The National Restaurant Association today welcomed the introduction of bipartisan food safety legislation in the Congress by U.S. Reps. Jim Costa (D-Calif.) and Adam Putnam (R-Fla.). The bill, “The Safe Food Enforcement, Assessment, Standards and Targeting Act of 2008,” was introduced this afternoon at a press conference on Capitol Hill.

“The restaurant industry welcomes the food safety bill introduced today by Representatives John Costa and Adam Putnam and commends their bipartisan leadership,” says Michelle Reinke, director of legislative affairs for the National Restaurant Association. “This is a good bill for the restaurant industry and its patrons. While we believe the public should have confidence in our food supply, the legislation addresses beneficial reforms to our food safety system that are achievable. We look forward to working with Congressmen Costa and Putnam to improve food safety and help assure our customers that we are doing everything we can to keep our food supply safe.”
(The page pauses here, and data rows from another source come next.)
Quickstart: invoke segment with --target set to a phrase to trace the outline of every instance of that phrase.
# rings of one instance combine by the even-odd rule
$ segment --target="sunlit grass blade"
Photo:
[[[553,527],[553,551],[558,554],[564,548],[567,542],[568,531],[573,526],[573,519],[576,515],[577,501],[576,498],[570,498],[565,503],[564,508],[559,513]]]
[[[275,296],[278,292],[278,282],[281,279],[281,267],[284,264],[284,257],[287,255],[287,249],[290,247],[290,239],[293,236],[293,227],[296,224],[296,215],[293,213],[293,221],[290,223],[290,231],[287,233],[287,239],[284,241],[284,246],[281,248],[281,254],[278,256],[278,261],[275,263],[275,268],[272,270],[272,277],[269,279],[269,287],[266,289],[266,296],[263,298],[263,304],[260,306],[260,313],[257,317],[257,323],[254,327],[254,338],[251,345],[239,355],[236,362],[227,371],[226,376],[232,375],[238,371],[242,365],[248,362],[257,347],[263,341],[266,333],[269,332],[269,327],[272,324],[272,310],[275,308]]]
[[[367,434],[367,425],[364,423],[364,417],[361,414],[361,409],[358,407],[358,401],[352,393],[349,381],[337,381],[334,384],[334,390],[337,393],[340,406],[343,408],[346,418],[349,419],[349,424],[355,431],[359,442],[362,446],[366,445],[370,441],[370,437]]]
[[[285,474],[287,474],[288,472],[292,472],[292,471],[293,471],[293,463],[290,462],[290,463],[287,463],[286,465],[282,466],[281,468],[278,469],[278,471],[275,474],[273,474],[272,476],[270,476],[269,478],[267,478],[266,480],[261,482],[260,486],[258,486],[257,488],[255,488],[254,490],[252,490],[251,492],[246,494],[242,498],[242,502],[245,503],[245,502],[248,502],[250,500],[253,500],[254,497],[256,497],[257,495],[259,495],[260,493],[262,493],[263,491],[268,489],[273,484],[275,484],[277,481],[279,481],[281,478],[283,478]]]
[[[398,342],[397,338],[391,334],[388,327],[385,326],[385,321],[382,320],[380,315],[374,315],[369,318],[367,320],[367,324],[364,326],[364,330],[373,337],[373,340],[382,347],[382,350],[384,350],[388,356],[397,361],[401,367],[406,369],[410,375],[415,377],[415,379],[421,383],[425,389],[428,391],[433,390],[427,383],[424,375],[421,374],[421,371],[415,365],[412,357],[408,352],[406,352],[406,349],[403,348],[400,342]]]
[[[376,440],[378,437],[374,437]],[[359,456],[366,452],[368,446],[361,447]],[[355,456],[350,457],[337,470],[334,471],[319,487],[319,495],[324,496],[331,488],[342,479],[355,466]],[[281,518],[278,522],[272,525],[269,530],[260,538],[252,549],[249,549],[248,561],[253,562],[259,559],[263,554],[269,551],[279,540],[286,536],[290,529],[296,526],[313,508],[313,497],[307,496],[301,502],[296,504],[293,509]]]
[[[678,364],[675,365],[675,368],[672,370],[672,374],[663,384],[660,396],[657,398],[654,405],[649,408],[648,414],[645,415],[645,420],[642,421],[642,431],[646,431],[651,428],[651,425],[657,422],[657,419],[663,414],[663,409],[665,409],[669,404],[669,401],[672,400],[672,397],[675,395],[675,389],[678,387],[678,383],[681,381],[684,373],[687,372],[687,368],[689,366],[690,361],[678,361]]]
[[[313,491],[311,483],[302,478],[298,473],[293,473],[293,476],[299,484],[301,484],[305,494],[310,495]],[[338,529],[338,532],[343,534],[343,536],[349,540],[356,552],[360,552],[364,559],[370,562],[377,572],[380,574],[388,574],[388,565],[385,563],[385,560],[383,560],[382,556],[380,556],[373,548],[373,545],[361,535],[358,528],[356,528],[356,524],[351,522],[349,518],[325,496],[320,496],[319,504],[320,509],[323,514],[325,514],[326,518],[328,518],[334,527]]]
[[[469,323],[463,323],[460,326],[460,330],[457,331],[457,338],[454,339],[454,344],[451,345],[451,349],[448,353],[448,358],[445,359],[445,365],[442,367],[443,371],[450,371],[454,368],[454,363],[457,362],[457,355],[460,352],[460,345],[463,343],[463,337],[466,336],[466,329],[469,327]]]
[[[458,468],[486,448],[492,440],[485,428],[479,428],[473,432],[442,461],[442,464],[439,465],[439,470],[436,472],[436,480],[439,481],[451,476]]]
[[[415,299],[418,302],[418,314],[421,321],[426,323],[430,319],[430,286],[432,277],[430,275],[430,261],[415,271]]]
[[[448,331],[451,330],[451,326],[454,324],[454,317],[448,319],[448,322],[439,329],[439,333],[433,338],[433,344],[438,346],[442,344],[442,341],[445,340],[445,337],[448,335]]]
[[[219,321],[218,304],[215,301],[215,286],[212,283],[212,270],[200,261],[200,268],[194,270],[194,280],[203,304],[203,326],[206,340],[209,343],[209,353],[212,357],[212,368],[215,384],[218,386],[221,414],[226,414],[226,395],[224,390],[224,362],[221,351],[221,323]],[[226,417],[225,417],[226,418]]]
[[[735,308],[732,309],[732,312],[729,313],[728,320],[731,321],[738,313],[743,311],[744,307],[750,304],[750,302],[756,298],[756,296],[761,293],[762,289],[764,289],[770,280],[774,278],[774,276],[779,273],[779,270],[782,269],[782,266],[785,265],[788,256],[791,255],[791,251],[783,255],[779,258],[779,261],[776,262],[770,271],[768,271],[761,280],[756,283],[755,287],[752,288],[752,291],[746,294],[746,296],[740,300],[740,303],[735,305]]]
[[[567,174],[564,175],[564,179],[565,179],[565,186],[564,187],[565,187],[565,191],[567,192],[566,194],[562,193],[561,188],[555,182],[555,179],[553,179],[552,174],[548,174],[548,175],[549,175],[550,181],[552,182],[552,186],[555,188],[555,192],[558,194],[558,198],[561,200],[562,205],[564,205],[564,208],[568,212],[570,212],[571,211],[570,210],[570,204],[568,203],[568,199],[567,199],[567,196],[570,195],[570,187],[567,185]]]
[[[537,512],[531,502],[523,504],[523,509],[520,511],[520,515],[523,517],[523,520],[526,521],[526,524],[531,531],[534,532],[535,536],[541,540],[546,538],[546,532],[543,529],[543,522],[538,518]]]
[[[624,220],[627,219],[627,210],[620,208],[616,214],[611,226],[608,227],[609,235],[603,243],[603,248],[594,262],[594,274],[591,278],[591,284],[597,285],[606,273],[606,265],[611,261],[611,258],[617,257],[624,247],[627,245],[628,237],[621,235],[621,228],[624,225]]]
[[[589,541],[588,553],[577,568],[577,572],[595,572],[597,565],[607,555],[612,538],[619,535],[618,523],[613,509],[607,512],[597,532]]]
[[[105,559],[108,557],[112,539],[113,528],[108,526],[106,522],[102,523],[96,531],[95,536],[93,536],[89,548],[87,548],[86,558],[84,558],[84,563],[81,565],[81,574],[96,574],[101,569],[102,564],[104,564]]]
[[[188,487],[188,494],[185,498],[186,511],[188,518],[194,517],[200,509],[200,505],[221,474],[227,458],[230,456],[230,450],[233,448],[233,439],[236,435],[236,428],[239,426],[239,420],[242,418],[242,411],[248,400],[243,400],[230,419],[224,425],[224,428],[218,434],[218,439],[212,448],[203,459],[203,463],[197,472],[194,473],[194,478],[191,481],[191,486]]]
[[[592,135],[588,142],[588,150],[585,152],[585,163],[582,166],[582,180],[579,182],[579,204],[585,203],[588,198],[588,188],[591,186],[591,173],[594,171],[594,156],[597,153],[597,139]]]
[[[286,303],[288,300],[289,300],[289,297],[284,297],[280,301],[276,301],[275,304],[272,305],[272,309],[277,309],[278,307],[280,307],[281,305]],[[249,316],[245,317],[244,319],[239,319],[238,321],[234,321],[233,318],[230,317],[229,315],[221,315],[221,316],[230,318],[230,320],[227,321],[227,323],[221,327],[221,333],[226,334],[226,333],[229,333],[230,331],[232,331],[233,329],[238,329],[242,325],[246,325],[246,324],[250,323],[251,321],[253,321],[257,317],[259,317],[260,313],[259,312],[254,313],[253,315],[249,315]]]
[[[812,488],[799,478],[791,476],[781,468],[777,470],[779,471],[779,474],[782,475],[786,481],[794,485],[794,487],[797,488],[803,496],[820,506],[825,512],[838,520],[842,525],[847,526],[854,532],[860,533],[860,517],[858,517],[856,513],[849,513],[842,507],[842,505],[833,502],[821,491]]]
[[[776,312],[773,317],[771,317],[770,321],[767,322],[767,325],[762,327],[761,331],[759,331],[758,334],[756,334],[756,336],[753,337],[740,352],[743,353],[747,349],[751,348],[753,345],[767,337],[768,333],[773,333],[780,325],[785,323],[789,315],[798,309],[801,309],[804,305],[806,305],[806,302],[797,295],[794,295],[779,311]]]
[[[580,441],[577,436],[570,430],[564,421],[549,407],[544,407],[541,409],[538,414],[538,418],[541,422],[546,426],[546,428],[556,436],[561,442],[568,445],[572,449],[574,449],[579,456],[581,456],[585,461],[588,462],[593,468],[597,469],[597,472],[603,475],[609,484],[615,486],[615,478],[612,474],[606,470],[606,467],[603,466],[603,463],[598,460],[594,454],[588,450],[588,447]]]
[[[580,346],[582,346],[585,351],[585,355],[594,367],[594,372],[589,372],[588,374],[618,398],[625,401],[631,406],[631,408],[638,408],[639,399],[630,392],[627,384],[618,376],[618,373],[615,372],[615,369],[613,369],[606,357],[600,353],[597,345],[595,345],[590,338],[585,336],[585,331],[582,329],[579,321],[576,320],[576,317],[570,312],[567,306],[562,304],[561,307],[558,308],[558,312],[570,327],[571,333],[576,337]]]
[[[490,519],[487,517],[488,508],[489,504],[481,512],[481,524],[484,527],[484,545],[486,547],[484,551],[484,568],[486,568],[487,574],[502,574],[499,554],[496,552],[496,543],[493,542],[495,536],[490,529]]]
“There are very good provisions in this bill, including solid standards for produce safety,” says Donna Garren, vice president of health and safety regulatory affairs for the Association. “The National Restaurant Association supported the produce industry’s 2007 call for Food and Drug Administration produce safety standards for the entire industry with an additional focus on higher risk products. This bill addresses those higher risk standards and, if implemented, will improve compliance with good agricultural practices and improve food safety. Tighter produce standards will ensure that the proper handling procedures are being utilized to produce the safest fresh fruits and vegetables possible.

“Mandatory recall authority is an area of key interest for restaurants,” continues Garren. “Most recalls are performed in a rapid manner, but this bill provides enforcement options for FDA where bad actors do not comply. Increased FDA recall authority that ensures a recall is done swiftly and properly can give consumers, and restaurateurs, peace of mind in knowing that food that does not meet the highest safety standards will not be served on our tables.

“The legislation would also require that foods coming from international suppliers adhere to the same safety standards set by the FDA, and that the supply chain is doing its part to make sure we know where our food is coming from and how it is produced,” notes Garren. “Recognizing that we need to focus at every point in the foodservice supply chain – knowing your supplier – really is where confidence in food safety has to begin.”
“Food safety is one of the restaurant industry’s highest priorities, and we are working at the local, state, federal and international level to strengthen food safety systems and increase consumer confidence,” said Reinke. “The Costa-Putnam bill is a laudable effort to move food safety forward in the Congress, and we believe this legislation will make our food safer. The National Restaurant Association and its member companies remain strongly committed to working with Congress to enact effective food safety reform.”